His first professional tournament was the 1989 World Snooker Championship. He received generous support from the Zmerc Pub and English snooker player Carm Zerafa who financially assisted him to compete in professional tournaments. Grech reached the round of 16 of the 1989 Dubai Classic but was defeated by Alex Higgins. Grech was given a place at the Malta Grand Prix, where he lost to fellow countryman Tony Drago in the quarter-finals of the 1996 event. With the World Snooker Tour allowing only the top 64 players to retain a spot on the professional tour for 1997, Grech lost his place playing in the qualification events and UK Tour.

At the 1997 IBSF World Billiards Championship, Grech defeated India's Ashok Shandilya by 2895 to 2836 to win his only World Championship. In the same year, he reached quarter-finals at the EBSA European Snooker Championship, losing 2-5 to Graham Horne. At the 1997 Malta Grand Prix, he lost to Ken Doherty in the quarter-finals. He teamed up with Alex Borg to win the 1997 European Continental Team Cup, Malta's first victory.
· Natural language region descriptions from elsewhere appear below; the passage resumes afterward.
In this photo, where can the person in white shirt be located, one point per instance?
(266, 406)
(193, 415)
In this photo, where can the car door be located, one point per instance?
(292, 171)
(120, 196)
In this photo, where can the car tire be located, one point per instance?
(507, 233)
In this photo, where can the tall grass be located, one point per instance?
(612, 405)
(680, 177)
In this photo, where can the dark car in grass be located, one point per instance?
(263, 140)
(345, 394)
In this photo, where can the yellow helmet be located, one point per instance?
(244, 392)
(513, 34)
Grech reached the semi-final of the World Amateur Snooker Championship in 1998, losing 7-8 to Ryan Day. He returned to the World Snooker Tour the same year, losing to Stephen Hendry in the quarter-final of the 1998 Malta Grand Prix. He again became national champion for two successive years in 1999 and 2000 at the Malta Snooker Championship. He collaborated with Alex Borg again to win the EBSA European Team Championship in 1999 and 2000. Alongside Alex Borg and Somin Zammitt, Grech won the EBSA European Team Championship for a third time in 2005. Grech also reached quarter-finals at the 2005 World Billiards Championship after defeating his compatriot Paul Mifsud in the last 16. At the 2005 Malta Cup, he lost to Tom Ford in the wildcard round and was eliminated from the competition. He lost to Mark Allen in the wildcard round at the 2006 Malta Cup. He also emerged as the winner of the Snooker Open ranking tournament in 2006 organised by the Malta Billiards and Snooker Association.
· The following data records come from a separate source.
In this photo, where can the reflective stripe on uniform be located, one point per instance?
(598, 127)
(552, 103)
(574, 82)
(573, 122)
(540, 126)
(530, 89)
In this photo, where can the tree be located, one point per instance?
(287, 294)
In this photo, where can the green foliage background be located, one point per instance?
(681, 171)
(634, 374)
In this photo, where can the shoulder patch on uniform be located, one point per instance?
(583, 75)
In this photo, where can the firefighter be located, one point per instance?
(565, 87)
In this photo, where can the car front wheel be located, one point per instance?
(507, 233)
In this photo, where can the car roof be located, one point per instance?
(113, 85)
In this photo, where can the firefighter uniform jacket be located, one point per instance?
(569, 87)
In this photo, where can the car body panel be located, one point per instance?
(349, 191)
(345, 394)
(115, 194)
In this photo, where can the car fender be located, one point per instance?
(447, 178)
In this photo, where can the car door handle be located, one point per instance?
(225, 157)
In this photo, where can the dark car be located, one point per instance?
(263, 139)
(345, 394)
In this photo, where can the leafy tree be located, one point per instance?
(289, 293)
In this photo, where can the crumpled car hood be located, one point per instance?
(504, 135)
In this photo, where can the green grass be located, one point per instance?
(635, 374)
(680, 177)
After leaving the professional Tour, Grech competed as a senior. He received a wild card entry to participate at the 2007 Malta Cup but was knocked out by David Roe of England. He was a part of the team which won the EBSA European Team Championship seniors tournament in 2011. Grech died on 21 August 2021, aged 66.

== Honours ==
Grech was awarded the Midalja għall-Qadi tar-Repubblika in 1997 after becoming the world champion. He won the Maltese English Billiards Championship on 13 consecutive occasions from 2003 to 2015.

In 2017, Grech was inducted into the Hall of Fame of the Malta Olympic Committee, the second billiards player after Paul Mifsud.